I'm a son, a husband, a neighbor, a friend, a banker, a minister, a giver, a citizen, a stranger passing by....

And while my focus shifts throughout the day, and some of the things God calls me to do receive more attention in certain seasons of my life, I'm never just one of these things. My life is too big to be just that.

Yet how often do we obsess over our perceived sense of "calling?"  How often are we afraid to let go of the things that God given us to do, in order that we might now embrace a new calling and purpose in our life? 

How often do we fight against seasons spent in the proverbial wilderness, feeling like by entering into such seasons that we might somehow be missing out on our callings in this life, and doing nothing more than wasting away? 

How often do we feel like a library book, shelved with no purpose other than to sit around and collect dust?

How often do we feel like our current situation in life is holding us back from fulfilling God's "real purpose" being fulfilled in our lives? 
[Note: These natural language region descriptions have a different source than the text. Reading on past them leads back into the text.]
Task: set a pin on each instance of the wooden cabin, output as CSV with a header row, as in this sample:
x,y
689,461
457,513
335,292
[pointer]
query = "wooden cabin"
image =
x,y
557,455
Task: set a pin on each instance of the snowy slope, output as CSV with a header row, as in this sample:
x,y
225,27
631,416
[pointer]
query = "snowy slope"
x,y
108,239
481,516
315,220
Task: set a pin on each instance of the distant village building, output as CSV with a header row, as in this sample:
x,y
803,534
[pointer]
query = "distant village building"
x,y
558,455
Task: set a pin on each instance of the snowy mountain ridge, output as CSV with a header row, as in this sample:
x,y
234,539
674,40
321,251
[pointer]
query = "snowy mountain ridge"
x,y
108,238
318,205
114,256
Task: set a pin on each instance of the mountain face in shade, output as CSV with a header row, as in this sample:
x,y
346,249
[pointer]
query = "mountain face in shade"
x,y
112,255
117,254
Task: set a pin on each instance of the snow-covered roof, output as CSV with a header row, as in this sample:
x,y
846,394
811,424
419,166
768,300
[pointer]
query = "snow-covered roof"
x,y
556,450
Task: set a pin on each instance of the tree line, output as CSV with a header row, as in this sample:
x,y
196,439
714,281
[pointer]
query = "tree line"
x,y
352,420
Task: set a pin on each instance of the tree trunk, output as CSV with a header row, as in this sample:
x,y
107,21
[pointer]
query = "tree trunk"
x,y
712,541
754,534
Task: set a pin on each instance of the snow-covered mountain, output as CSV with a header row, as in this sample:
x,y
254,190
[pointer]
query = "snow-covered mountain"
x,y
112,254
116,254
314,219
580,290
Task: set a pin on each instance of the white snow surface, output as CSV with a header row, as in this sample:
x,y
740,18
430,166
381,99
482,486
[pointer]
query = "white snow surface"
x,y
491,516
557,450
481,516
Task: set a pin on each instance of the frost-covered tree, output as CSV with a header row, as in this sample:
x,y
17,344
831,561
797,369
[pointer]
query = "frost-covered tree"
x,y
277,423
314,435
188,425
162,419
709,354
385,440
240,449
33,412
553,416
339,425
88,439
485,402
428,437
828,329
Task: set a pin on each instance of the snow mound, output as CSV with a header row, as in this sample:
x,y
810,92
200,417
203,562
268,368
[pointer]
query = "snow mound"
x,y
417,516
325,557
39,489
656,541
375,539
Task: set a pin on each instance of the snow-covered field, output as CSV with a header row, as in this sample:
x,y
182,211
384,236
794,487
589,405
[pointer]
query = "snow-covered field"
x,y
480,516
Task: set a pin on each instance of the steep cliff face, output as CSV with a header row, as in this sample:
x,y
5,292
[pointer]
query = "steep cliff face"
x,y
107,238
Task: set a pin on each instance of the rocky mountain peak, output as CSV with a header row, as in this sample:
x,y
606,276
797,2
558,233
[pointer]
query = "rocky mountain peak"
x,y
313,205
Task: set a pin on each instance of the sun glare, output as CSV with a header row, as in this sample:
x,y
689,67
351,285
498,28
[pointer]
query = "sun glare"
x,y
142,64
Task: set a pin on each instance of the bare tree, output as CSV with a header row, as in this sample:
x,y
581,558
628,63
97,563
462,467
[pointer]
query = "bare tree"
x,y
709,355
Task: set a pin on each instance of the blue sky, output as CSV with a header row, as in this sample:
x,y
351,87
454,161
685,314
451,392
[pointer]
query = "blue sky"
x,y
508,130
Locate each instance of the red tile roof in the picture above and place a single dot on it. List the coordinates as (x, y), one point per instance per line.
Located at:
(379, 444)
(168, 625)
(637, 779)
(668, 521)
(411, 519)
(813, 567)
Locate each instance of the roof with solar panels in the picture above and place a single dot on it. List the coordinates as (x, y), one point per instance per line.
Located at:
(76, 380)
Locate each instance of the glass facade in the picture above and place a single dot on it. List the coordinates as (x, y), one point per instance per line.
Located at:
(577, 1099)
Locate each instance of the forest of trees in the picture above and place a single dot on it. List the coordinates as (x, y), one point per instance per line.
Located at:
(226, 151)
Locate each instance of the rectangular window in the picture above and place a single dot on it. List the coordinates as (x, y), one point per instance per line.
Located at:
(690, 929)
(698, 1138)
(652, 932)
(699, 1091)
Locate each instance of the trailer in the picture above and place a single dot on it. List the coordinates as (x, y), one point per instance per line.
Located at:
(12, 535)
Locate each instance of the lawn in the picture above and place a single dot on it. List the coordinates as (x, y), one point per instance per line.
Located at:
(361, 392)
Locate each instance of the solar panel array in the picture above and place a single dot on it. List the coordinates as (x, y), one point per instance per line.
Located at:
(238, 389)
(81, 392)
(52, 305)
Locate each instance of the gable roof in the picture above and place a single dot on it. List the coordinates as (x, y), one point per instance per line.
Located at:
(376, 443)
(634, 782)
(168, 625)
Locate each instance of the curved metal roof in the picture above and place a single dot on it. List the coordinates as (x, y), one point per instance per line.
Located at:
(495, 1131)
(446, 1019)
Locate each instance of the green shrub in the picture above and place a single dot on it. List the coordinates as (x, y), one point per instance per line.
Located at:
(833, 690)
As a Bible college graduate who has spent much time in ministry and serving the church, God only knows how often I feel that way today.  I spent years in school studying theology, learning Greek, reading books, honing my preaching craft, serving the homeless and the poor, driving the church bus, teaching, leading small groups, preaching on street corners, visiting people in the hospital, and a million other things. 

Yet where am I today? 

I'm underwriting mortgages for a living at a big bank, working 60 hours a week, and I'm not even leading a children's Sunday school class in church.  I blog from time to time. I share my faith with others when opportunity presents itself. I chime in something edifying when I get together with other Christians. I encourage my wife.  I post things on Facebook.
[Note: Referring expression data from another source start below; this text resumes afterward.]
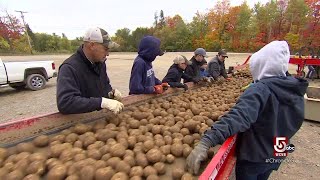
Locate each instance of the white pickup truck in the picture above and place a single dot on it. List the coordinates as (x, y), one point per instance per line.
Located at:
(30, 74)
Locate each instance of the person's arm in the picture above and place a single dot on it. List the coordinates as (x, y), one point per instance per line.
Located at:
(241, 116)
(239, 119)
(136, 80)
(69, 99)
(224, 73)
(214, 70)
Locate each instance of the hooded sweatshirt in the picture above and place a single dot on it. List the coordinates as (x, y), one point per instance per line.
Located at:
(271, 107)
(142, 79)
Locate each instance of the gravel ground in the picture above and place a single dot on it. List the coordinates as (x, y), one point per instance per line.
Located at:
(304, 163)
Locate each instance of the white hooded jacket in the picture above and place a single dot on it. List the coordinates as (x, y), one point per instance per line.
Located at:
(270, 61)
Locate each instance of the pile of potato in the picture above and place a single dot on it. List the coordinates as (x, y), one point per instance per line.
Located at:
(139, 143)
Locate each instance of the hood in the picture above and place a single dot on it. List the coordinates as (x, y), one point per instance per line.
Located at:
(287, 89)
(270, 61)
(149, 48)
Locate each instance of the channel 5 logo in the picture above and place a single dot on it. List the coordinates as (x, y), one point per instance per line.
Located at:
(281, 146)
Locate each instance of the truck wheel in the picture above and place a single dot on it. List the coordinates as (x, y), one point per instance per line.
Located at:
(36, 82)
(18, 86)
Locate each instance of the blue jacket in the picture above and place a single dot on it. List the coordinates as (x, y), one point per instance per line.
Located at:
(269, 108)
(142, 79)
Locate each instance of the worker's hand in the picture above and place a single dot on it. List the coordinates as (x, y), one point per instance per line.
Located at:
(195, 80)
(115, 94)
(165, 86)
(158, 89)
(185, 87)
(197, 155)
(111, 104)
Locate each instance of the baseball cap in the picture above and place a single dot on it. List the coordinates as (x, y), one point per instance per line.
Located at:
(201, 52)
(101, 36)
(223, 53)
(181, 59)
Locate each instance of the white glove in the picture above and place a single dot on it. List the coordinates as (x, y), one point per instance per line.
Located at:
(115, 94)
(113, 105)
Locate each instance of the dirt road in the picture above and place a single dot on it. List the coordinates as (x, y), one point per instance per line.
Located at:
(304, 163)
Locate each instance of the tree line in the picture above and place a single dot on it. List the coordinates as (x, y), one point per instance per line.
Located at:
(235, 28)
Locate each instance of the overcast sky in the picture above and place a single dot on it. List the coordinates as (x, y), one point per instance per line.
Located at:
(74, 17)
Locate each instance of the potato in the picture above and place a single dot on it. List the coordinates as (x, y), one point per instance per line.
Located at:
(154, 155)
(113, 161)
(123, 166)
(132, 140)
(141, 160)
(3, 153)
(188, 139)
(71, 138)
(14, 175)
(160, 167)
(73, 177)
(81, 128)
(120, 176)
(94, 153)
(79, 157)
(21, 156)
(170, 158)
(36, 167)
(59, 137)
(32, 177)
(177, 149)
(148, 144)
(41, 141)
(104, 173)
(89, 140)
(37, 157)
(87, 172)
(149, 170)
(136, 171)
(187, 176)
(153, 177)
(130, 160)
(25, 147)
(186, 151)
(177, 173)
(117, 150)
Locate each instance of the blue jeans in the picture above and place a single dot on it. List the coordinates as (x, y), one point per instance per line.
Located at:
(246, 170)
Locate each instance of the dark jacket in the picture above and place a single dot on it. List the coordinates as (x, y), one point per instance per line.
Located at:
(193, 70)
(174, 75)
(269, 108)
(216, 68)
(142, 79)
(81, 84)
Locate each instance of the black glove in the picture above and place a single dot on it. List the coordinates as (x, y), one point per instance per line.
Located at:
(197, 155)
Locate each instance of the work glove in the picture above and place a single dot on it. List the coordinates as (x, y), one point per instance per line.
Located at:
(115, 94)
(165, 86)
(197, 155)
(111, 104)
(158, 89)
(184, 86)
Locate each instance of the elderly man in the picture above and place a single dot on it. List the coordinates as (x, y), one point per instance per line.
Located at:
(216, 67)
(83, 84)
(272, 107)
Yet, I'm not anywhere near to where I thought I would be at this stage of my life, in spite of all my training and time spent in preparation for "the ministry."

Needless to say, the opportunity for feelings of doubt, self-pity, and loathing are huge.  I could be jealous of others, and angry.  I could be bitter and resentful.  I could be entering a mid-life crisis where I chase the dreams that got away by chasing things that would only destroy me.  I could be angry at God.

I could do all those things and more... that is, if I saw my life as having only one primary purpose or calling. But I don't. 

Instead, I embrace where I am at in this life.  I look at the plow set before me, and instead of figuring out the unholy mental Trinity of would've/could've/should've, I prefer to figure out how I can best be faithful to the task God has given me at hand.  Such not only helps me keep my sanity, but it actually allows me to find a great sense of joy and purpose in what God has me doing in the right here and right now.

And it is from being faithful to the task God has given me in the present that will truly allow His purposes to be accomplished in my life.  It's in the little things I do time and time again, day in and day out, things destined to easily be forgotten by me, but warmly remembered and honored by God, that when faithfully carried out, will ultimately constitute the "purpose" in my life.

And that purpose is to ultimately make me more and more like Jesus, no matter what I do to occupy my time between the date of my birth and the date of my death, even if all I did was eat, work, sleep, and pay the bills.  For being faithful to the task Jesus has placed in your hand, that is no small thing.  That indeed, is the greatest thing you could ever hope to do with your life.  It was the purpose for which you and I were ultimately created. 

And until we learn to be happy in that, we will never be truly happy in anything else.